An important feature of a production service is the ability to handle high volumes of requests concurrently. We're going to test our simple addition service using the Python `multiprocessing` module:

```
stress_test.py
```

In [None]:
import requests
import json
import argparse
import numpy as np
from tqdm import tqdm
from urllib.parse import urljoin
from time import time
from pathos.multiprocessing import Pool


def stress_test_worker(payloads, port):
    """
    Worker function for a single thread of the stress test.
    """
    baseurl = f'http://localhost:{port}'
    url = urljoin(baseurl, 'add')
    query_times = []
    successful_count = 0
    ntests = len(payloads)
    with tqdm(range(ntests), mininterval=2) as pbar:
        for payload in payloads:
            start = time()
            url_args = urljoin(url, payload)
            result = requests.request('GET', url_args)
            query_times.append(time()-start)
            if result.status_code == 200:
                successful_count += 1
            pbar.update()
    print('Worker finished.

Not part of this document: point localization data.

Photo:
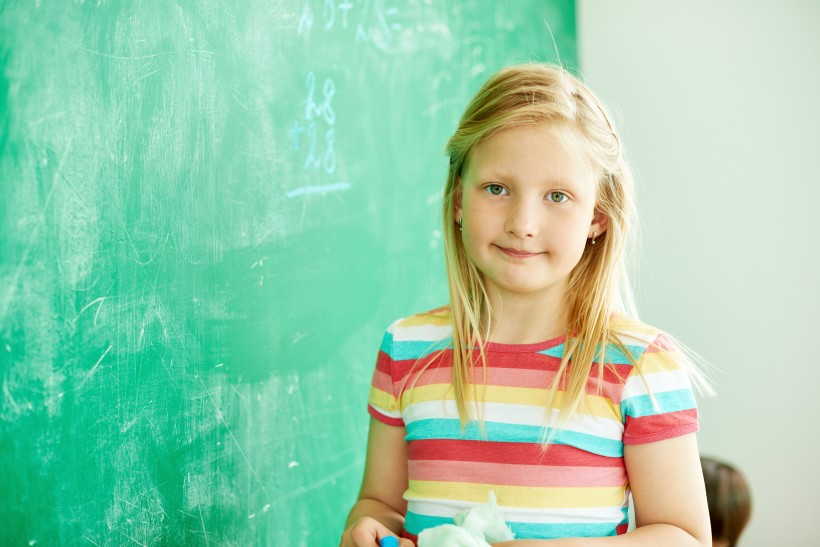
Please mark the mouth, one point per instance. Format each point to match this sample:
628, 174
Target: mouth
515, 253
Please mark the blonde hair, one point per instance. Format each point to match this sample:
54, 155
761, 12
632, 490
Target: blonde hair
526, 95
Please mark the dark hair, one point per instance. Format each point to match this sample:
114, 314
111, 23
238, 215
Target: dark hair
729, 499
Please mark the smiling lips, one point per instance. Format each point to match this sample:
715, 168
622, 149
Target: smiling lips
515, 253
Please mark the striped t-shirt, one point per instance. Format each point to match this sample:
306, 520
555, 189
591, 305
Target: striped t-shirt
579, 487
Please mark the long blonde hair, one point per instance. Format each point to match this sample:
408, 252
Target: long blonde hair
598, 286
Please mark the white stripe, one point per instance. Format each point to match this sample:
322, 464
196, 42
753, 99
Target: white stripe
387, 413
658, 382
421, 333
567, 515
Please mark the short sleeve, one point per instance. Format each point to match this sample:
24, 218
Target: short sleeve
383, 404
658, 402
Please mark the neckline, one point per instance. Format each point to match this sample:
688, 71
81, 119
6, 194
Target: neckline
525, 348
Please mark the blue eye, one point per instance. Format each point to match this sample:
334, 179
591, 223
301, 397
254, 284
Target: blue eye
495, 189
557, 197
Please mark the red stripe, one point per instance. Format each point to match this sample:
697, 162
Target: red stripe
658, 427
384, 419
540, 476
511, 453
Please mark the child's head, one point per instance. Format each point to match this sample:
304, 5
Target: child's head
547, 97
729, 499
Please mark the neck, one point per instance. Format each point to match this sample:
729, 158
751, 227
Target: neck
527, 319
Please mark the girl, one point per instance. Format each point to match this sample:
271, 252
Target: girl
536, 382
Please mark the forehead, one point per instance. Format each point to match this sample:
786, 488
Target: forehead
536, 151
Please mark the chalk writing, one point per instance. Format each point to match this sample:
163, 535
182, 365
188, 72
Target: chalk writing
369, 20
306, 128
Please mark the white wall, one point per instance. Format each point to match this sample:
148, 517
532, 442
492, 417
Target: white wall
720, 106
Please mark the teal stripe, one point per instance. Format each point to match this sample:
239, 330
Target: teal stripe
509, 433
414, 349
527, 530
668, 401
614, 355
415, 523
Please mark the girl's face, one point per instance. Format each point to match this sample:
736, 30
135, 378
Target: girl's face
527, 206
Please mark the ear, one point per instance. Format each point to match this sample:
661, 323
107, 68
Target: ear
600, 221
458, 211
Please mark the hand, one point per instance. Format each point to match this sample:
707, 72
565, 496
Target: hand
366, 532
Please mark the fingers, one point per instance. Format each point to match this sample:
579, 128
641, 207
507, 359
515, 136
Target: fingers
366, 532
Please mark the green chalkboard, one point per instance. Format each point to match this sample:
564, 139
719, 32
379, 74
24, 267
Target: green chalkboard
210, 211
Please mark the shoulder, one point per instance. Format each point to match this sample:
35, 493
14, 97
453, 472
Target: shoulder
418, 335
645, 342
430, 326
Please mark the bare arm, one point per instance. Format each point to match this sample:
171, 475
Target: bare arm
380, 508
669, 496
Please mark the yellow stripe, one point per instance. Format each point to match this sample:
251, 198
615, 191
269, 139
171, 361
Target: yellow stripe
424, 319
660, 361
597, 406
519, 496
382, 399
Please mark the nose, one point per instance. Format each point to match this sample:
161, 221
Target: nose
524, 218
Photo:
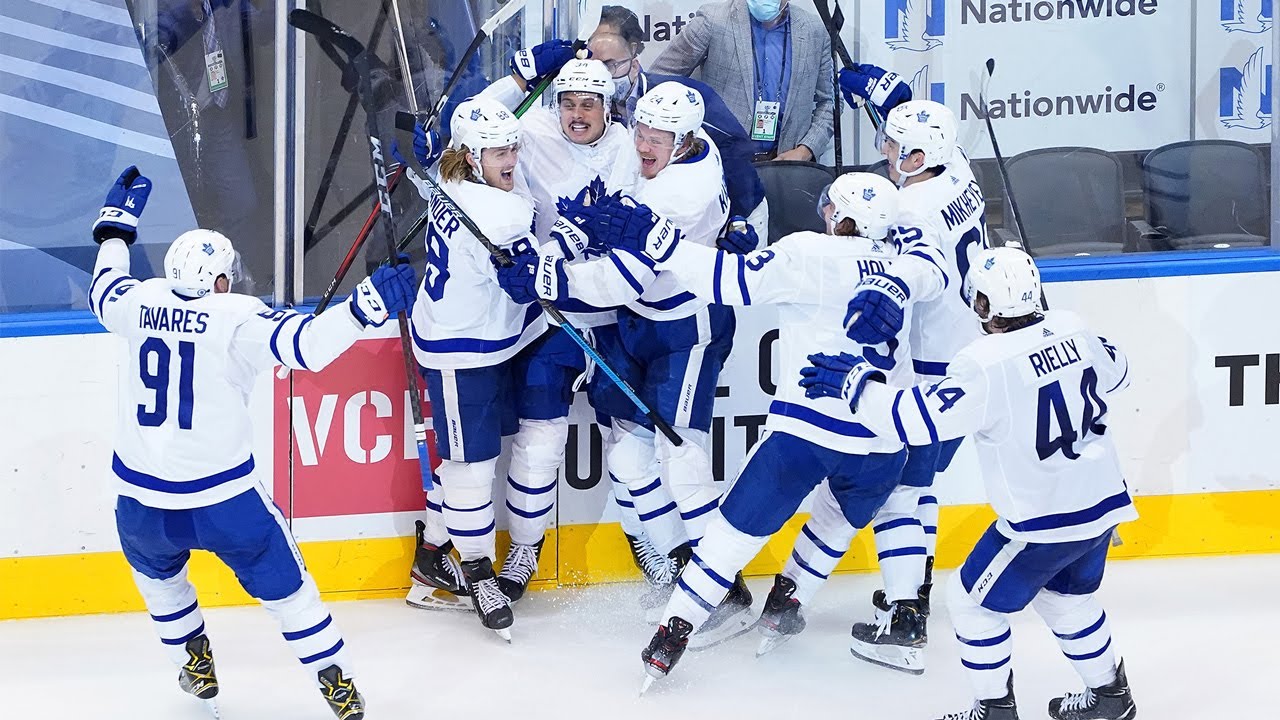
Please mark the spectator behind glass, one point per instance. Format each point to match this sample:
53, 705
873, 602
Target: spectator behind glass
618, 41
772, 65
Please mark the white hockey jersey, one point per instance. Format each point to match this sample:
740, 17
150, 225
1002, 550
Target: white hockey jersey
1036, 402
808, 277
946, 213
462, 318
183, 432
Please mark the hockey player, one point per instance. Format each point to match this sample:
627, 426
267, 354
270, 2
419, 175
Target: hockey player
183, 465
1033, 393
941, 227
807, 274
476, 347
668, 343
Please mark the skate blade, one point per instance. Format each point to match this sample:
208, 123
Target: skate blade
429, 597
909, 660
735, 625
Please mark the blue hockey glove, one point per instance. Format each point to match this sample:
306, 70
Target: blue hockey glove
874, 314
622, 223
533, 277
384, 294
426, 145
839, 376
739, 241
883, 89
124, 204
540, 60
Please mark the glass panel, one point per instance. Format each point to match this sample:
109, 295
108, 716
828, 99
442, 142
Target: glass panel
88, 89
338, 195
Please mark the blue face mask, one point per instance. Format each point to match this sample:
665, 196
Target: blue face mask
764, 10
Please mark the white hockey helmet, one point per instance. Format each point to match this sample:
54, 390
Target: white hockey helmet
924, 126
479, 123
196, 259
1010, 281
871, 200
673, 108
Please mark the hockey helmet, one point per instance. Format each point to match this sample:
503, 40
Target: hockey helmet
1010, 281
920, 126
196, 259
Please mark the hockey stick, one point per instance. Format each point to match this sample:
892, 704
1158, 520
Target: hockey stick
357, 245
503, 259
315, 24
1004, 171
837, 44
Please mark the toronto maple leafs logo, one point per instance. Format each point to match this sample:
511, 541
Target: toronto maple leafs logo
1253, 17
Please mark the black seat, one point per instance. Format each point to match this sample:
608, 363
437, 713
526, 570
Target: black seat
1207, 194
792, 190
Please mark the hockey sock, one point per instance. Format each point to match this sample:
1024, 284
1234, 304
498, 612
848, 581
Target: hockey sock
309, 629
469, 506
634, 461
536, 454
1083, 633
927, 513
709, 574
173, 607
819, 546
688, 472
900, 543
986, 642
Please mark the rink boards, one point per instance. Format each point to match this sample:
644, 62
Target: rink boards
1196, 434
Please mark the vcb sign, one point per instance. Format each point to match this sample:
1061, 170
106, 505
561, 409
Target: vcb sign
350, 434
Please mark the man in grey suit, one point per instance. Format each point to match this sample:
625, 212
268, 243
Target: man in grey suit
772, 67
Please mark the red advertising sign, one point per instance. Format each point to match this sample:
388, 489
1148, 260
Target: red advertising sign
350, 436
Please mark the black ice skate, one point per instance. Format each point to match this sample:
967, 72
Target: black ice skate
895, 641
781, 619
881, 601
999, 709
341, 693
730, 619
196, 675
664, 650
1110, 702
519, 568
437, 578
487, 597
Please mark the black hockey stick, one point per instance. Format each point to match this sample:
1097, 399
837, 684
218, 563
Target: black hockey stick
1004, 171
315, 24
837, 44
503, 259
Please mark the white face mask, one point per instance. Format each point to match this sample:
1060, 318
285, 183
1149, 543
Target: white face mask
764, 10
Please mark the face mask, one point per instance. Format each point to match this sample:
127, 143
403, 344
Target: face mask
764, 10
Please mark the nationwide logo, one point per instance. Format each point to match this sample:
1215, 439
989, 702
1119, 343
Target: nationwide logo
1246, 16
1244, 94
914, 24
996, 12
1027, 104
923, 89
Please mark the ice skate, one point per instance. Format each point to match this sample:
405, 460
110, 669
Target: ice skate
781, 619
519, 568
487, 597
1110, 702
437, 578
895, 641
664, 650
730, 619
881, 601
341, 693
999, 709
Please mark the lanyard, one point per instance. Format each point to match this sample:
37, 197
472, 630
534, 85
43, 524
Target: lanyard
755, 60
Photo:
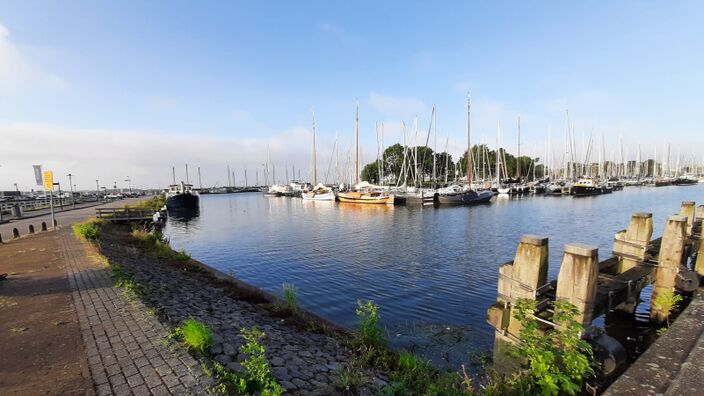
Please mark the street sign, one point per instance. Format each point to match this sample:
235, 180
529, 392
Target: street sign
49, 180
38, 174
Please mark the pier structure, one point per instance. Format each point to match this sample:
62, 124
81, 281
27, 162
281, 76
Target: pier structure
598, 287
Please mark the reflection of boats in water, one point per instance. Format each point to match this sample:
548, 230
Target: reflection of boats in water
455, 195
181, 196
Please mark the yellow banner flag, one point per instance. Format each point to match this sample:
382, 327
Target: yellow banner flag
49, 180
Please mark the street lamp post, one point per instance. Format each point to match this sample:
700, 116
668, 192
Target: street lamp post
70, 184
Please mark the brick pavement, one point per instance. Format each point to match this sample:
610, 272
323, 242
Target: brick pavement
126, 346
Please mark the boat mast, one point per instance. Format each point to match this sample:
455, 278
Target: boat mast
469, 143
518, 158
498, 153
435, 145
315, 168
356, 159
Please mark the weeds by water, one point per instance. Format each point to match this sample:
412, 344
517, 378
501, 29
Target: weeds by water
291, 297
197, 336
155, 203
157, 244
88, 230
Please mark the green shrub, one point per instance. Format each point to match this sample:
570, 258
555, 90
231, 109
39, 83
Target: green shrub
155, 203
197, 336
291, 297
368, 329
555, 361
88, 230
257, 375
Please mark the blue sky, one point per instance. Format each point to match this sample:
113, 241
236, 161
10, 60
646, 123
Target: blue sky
218, 82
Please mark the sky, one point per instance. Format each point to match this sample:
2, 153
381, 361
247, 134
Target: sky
108, 90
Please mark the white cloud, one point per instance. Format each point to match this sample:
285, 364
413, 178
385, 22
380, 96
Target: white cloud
17, 72
111, 155
397, 106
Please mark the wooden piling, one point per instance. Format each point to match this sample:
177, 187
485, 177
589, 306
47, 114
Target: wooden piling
577, 280
670, 257
699, 263
687, 209
519, 279
631, 245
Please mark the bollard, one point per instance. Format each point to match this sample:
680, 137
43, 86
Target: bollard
687, 210
631, 245
670, 257
577, 280
699, 212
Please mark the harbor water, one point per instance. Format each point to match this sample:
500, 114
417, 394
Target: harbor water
432, 271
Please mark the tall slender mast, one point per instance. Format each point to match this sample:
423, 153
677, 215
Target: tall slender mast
469, 143
435, 145
498, 155
356, 159
518, 159
315, 167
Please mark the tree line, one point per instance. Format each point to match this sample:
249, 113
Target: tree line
414, 165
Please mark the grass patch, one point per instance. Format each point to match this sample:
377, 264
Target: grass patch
158, 245
155, 203
88, 230
256, 377
197, 336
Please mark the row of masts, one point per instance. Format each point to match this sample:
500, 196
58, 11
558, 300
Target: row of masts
590, 161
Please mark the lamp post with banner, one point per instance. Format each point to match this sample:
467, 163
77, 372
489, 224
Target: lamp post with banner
49, 188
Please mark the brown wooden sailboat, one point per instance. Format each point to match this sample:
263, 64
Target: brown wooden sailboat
363, 197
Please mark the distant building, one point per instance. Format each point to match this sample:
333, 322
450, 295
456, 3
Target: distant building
8, 194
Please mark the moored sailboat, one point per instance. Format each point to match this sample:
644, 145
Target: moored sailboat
456, 195
363, 197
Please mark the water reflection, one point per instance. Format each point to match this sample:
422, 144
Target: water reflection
433, 271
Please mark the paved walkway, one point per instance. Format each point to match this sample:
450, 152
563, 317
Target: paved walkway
125, 345
64, 218
108, 339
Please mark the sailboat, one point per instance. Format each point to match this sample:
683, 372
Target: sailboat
454, 195
319, 192
363, 196
181, 195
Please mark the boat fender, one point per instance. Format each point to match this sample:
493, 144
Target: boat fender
607, 350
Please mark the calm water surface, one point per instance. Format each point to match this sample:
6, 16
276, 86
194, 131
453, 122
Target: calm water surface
433, 271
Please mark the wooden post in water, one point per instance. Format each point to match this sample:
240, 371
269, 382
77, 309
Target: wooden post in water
577, 280
631, 245
518, 279
699, 222
669, 260
687, 210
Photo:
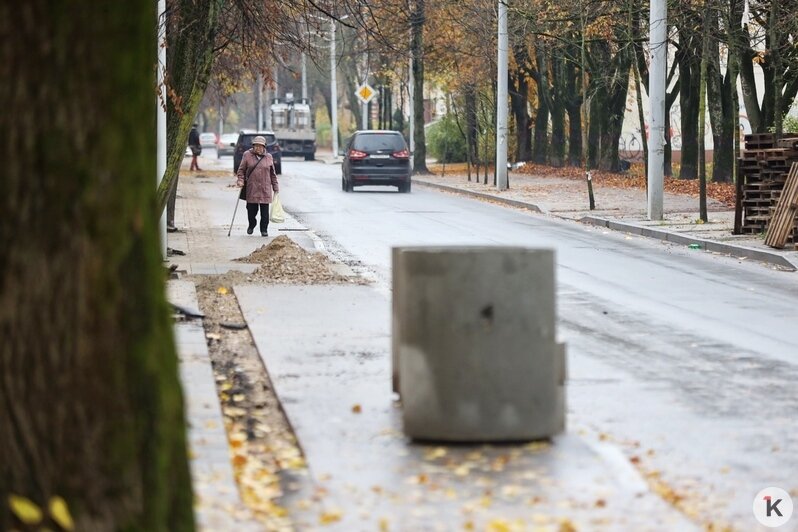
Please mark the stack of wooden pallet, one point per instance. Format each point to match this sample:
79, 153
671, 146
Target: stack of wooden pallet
764, 165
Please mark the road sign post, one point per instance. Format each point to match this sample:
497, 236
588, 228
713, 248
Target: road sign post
365, 93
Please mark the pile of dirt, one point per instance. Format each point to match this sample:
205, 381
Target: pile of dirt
284, 261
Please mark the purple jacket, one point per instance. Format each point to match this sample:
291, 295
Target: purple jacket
262, 180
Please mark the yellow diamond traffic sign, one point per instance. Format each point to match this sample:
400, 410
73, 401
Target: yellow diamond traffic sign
365, 93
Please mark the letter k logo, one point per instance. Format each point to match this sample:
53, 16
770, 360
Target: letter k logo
772, 506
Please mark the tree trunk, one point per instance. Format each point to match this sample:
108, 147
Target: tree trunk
598, 116
689, 59
721, 114
519, 101
557, 110
613, 123
541, 146
417, 20
472, 124
91, 407
191, 34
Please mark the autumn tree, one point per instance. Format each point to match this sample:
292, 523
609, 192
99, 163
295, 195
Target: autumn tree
90, 402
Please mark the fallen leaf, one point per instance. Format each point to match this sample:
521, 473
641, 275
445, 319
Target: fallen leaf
498, 525
433, 454
566, 526
330, 516
25, 509
60, 513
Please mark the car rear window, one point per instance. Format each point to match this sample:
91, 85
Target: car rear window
371, 142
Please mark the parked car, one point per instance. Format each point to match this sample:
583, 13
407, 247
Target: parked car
208, 140
376, 157
244, 143
226, 144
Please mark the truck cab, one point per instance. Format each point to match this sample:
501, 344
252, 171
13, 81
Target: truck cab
292, 123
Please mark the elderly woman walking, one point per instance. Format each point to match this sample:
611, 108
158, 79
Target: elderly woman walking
257, 172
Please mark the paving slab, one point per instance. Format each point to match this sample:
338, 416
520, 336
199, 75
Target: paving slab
327, 350
218, 505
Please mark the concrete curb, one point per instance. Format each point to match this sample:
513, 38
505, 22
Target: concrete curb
513, 203
707, 245
218, 505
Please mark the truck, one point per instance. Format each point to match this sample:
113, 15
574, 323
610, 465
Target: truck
293, 125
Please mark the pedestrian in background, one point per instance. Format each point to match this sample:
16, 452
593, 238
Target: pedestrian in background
257, 172
195, 146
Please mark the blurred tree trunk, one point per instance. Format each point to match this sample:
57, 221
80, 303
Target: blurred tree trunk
472, 123
541, 142
519, 99
91, 408
557, 109
721, 110
417, 20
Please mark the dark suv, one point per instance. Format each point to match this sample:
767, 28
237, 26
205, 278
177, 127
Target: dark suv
245, 142
377, 157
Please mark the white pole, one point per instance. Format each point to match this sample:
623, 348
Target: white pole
364, 107
411, 114
304, 78
160, 165
267, 98
259, 101
658, 49
501, 101
333, 91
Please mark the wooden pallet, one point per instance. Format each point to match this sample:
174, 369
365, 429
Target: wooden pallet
783, 221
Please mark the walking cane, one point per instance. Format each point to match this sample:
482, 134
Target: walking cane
238, 197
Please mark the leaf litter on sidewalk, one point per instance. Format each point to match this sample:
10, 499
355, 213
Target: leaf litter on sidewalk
262, 444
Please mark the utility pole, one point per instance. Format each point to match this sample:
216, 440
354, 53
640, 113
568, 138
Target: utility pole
304, 78
364, 107
160, 168
333, 91
501, 100
412, 114
259, 101
659, 58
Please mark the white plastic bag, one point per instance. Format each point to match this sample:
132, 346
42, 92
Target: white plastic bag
277, 214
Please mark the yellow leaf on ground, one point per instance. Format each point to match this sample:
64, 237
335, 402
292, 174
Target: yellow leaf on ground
498, 525
25, 509
330, 517
59, 511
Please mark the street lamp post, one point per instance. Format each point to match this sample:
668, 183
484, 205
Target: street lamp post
333, 91
160, 166
501, 100
658, 47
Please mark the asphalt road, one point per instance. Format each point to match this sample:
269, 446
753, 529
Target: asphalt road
683, 359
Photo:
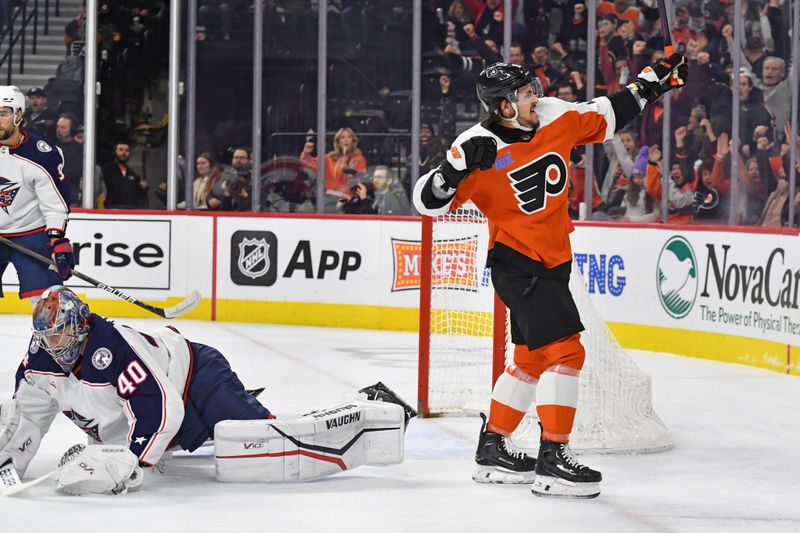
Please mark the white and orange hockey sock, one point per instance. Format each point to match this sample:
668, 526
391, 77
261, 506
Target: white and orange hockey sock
557, 399
511, 397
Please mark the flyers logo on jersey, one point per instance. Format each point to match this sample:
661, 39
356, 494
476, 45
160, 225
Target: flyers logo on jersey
534, 182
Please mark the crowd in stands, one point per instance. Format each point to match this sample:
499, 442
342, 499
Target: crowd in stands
549, 37
367, 161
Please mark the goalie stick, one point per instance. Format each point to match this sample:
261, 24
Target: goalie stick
184, 306
662, 15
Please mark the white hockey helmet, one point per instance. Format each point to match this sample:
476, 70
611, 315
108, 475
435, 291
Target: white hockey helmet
11, 96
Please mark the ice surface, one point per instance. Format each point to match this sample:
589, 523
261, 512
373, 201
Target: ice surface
735, 465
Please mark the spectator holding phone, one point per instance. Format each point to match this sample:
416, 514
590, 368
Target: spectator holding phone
341, 165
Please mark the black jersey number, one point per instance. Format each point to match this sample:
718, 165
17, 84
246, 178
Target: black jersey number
533, 183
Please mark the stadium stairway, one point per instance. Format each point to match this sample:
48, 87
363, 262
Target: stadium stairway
50, 49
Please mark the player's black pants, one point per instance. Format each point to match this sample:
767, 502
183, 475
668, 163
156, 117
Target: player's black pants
541, 304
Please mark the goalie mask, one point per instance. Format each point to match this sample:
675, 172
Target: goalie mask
60, 325
501, 81
11, 96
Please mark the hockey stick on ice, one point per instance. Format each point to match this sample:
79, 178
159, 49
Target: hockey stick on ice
185, 306
10, 484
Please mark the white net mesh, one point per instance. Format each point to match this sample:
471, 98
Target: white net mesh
615, 413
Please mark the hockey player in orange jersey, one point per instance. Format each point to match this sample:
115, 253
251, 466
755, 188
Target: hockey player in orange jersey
514, 167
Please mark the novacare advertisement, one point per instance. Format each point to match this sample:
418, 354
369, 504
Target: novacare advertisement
735, 283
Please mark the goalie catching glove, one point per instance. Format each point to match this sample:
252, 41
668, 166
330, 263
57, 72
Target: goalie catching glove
98, 469
660, 77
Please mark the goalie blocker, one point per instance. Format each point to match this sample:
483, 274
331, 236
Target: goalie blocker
318, 444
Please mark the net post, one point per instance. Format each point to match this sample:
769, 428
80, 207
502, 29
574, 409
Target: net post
426, 262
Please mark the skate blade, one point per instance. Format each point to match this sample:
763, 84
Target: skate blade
552, 487
501, 476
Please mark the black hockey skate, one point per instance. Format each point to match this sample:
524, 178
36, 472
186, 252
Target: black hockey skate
559, 474
381, 393
499, 462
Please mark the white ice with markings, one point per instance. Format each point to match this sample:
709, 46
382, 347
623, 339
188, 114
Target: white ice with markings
735, 465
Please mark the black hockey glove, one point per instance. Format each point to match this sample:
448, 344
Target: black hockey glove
660, 77
478, 153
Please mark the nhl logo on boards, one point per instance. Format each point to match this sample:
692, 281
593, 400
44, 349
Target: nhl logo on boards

Successful request percentage: '
          f'{successful_count/ntests}')
    return query_times


def stress_test(nworkers=6, npayloads=10, port=5000):
    """
    Perform stress test on get_cluster_id with multiprocessing.
    """
    payload_list = [['?digit1={}&digit2={}'.format(
                        np.random.choice(range(10)),
                        np.random.choice(range(10)))]*npayloads
                    for num in range(nworkers)]
    with Pool(nworkers) as pool:
        time_list = pool.map(lambda x: stress_test_worker(payloads=x,
                                                          port=port),
                             payload_list)
    flat_times = [t for chunk in time_list for t in chunk]
    print(f'Average query time for {nworkers} workers and {npayloads} '
          f'requests per worker: {np.mean(flat_times):.4f} seconds')


def _parse_arguments():
    parser = argparse.ArgumentParser()
    parser.add_argument('--port', type=int, default=5000)
    parser.add_argument('--nworkers', type=int, default=6)
    parser.add_argument('--npayloads', type=int, default=1000)
    return parser.parse_args()


if __name__ == "__main__":
    args = _parse_arguments()
    nworkers = args.nworkers
    npayloads = args.npayloads
    port = args.port
    stress_test(nworkers, npayloads, port)

**Exercise: ** Create a web service to host the result of a feedforward neural network trained on MNIST. It should include:
1. Lazy loading of the Keras model object.
2. A predictive endpoint that accepts a `GET` request containing a `json` payload of the flattened input image array and returns the integer of the predicted class corresponding to this array.